​Un enfant accidenté: Le désarroi des parents, un témoignage bouleversant 

Témoignage Bouleversant :

Il s’appelle Ammar Abdallah  ATTOUMANI, 2 ans et demi  .Le 25 octobre, il   est fauché violemment par un véhicule de la garde présidentielle. Le chauffard s’appelle Mhadjou Hassan  alias CHANAZY  de Dzahani Latsidje. Une prise en charge tardive  suivie par des insultes de la part du DR RIDHOINE. L’enfant présente plusieurs fractures.                                                                                                                               

                            

Fracture des côtes, fracture de l’avant-bras, l’enfant marche en boitant  sans oublier le choc de la  boite crânienne et j’en passe. Les yeux du petit  sont couverts de sang. L’hôpital n’arrive pas à rassurer les parents  par manque de moyens.

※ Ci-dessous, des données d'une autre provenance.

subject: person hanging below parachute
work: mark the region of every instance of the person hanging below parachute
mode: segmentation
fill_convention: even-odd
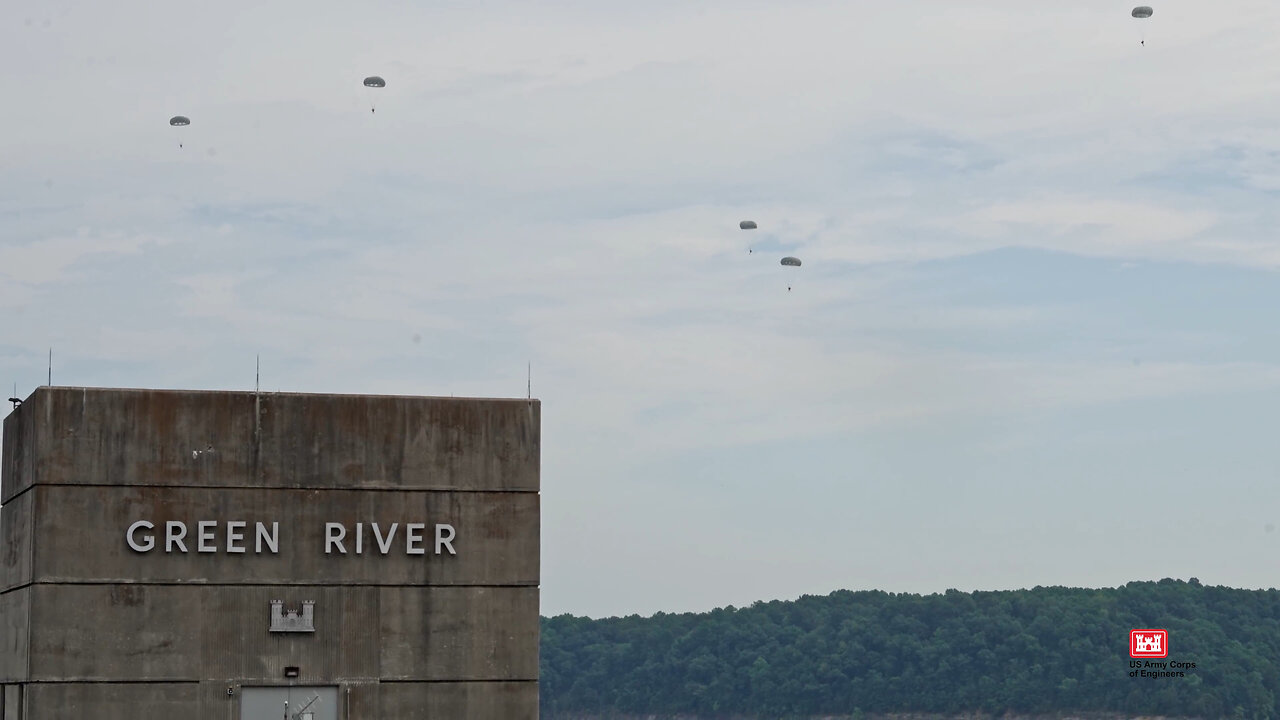
[[[782,259],[782,265],[787,266],[787,268],[799,268],[800,266],[800,259],[799,258],[791,258],[788,255],[788,256],[786,256],[786,258]],[[787,284],[787,292],[791,292],[791,286],[790,284]]]
[[[1147,5],[1139,5],[1139,6],[1134,8],[1133,12],[1129,13],[1129,14],[1133,15],[1134,18],[1139,19],[1139,20],[1144,20],[1144,19],[1149,18],[1151,15],[1156,14],[1156,12],[1152,10],[1151,8],[1148,8]],[[1138,44],[1142,45],[1143,47],[1147,46],[1147,31],[1146,29],[1143,29],[1142,40]]]
[[[365,87],[387,87],[387,81],[378,76],[369,76],[365,78]],[[369,91],[369,95],[370,95],[369,111],[372,113],[374,111],[372,91]]]
[[[186,115],[174,115],[169,118],[169,124],[175,128],[183,128],[191,124],[191,118]],[[178,143],[178,149],[182,149],[182,142]]]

Les parents  du jeune AMMAR sont  laissé sans assistance ni financière ni moral. L’enfant est dans un état cliniquement préoccupant, sous la charge exclusive  des parents. Le chauffard et la garde présidentielle ayant décidé, visiblement, d’aller à contre-courant dans le devoir d’assumer et accompagner pleinement  leurs  responsabilités.          

                                    

Une plainte est en cours car  c’est notre seul répit devant ces hommes sans foi ni loi.  Dans l’espoir et l’attente  de voir la justice faire  son travail, mes chers amis, je vous demande de répandre largement cette affaire car c’est la seule issue pour ramener à la raison ces prédicateurs de l’émergence inquiétant. 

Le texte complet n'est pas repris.